/serrano-power

Repository for power consumption experiments

Primary LanguageJupyter NotebookApache License 2.0Apache-2.0

serrano-power

Repository for power consumption experiments

Setup

Please cerate a virtual environment and install the requirements:

conda env create -f environment.yml

Usage

For execution of experiments one requires first to create a YAML configuration file. Curently, we support 4 detection methods:

  • AdaBoost (see ada.yaml)
  • Random Forest (see rdf.yaml)
  • XGBoost (see xgb.yaml)
  • LightGBM (see lgb.yaml)
  • CatBoost (see cat.yaml)

Configuration File

For each method, one can specify the following parameters:

  • method - Name of method to be utilized, can be one of: AdaBoostClassifier, RandomForestClassifier, XGBoost, LightGBM, CatBoost

  • params - Dictionary of parameters for the method, see example yaml files for examples and consul the documentation for each algorithm

  • datafraction - Distribution of training data percentage to be used, each item from the distribution will result in a newly trained predictive model. User has to define start, end and number of values to generate between start and end.
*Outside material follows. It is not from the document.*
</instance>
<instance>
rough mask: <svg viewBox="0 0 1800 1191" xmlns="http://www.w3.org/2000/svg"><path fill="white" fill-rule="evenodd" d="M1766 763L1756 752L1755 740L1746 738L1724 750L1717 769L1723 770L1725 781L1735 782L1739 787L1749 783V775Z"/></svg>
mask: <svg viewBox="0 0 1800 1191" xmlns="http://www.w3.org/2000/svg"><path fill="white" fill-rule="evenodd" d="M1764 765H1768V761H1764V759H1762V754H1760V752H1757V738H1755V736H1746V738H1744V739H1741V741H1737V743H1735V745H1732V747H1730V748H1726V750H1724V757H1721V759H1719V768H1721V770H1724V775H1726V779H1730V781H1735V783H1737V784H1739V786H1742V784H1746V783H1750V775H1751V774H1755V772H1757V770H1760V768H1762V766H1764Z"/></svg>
  • validationcurve - List of parameters as well as value ranges to test. Each parameter value will undergo cross-validation as configured from the command line.

  • rfe - Recurrent Feature elimination, by default starts with 1 feature and incrementally adds rest of features until complete. By default, cross-validation as defined by command line is used. User can define own list of features to be used, for example use ranking based on feature importance.

Command line

  • -h, --help show this help message and exit
  • -f FILE, --file FILE configuration file (default: cat.yaml)
  • -d DATASET, --dataset DATASET choose dataset, can be one of: anomaly, audsome, clean, clean_audsome (default: anomaly)
  • -i ITERATIONS, --iterations ITERATIONS number of iterations (default: 1)
  • -cv CROSS_VALIDATION, --cross_validation CROSS_VALIDATION number of splits used for cv (default: 5)
  • -cvt CROSS_VALIDATION_TEST, --cross_validation_test CROSS_VALIDATION_TEST percent of test set (default: 0.2)
  • -e EXPERIMENT, --experiment EXPERIMENT experiment unique identifier (default: exp_6)
  • -v, --verbose verbosity (default: False)

##Example

  • Run catboost example with anomaly dataset, one iteration and 5 fold Stratified Shuffle Split cross-validation, experiment id exp_1, verbose mode
python sr_energy_experiment.py -f cat.yaml -d anomaly -i 1 -cv 5 -cvt 0.2 -e exp_1 -v
  • Run XGBoost example with audsome anomaly dataset, 10 iterations and 5 fold Stratified Shuffle Split cross-validation, experiment id exp_2, verbose mode
python sr_energy_experiment.py -f xgb.yaml -d audsome -i 10 -cv 5 -cvt 0.2 -e exp_2 -v

Note: Each experiment a new folder will be created with the name of the experiment id. In the model subfolder all reports and figures will be stored.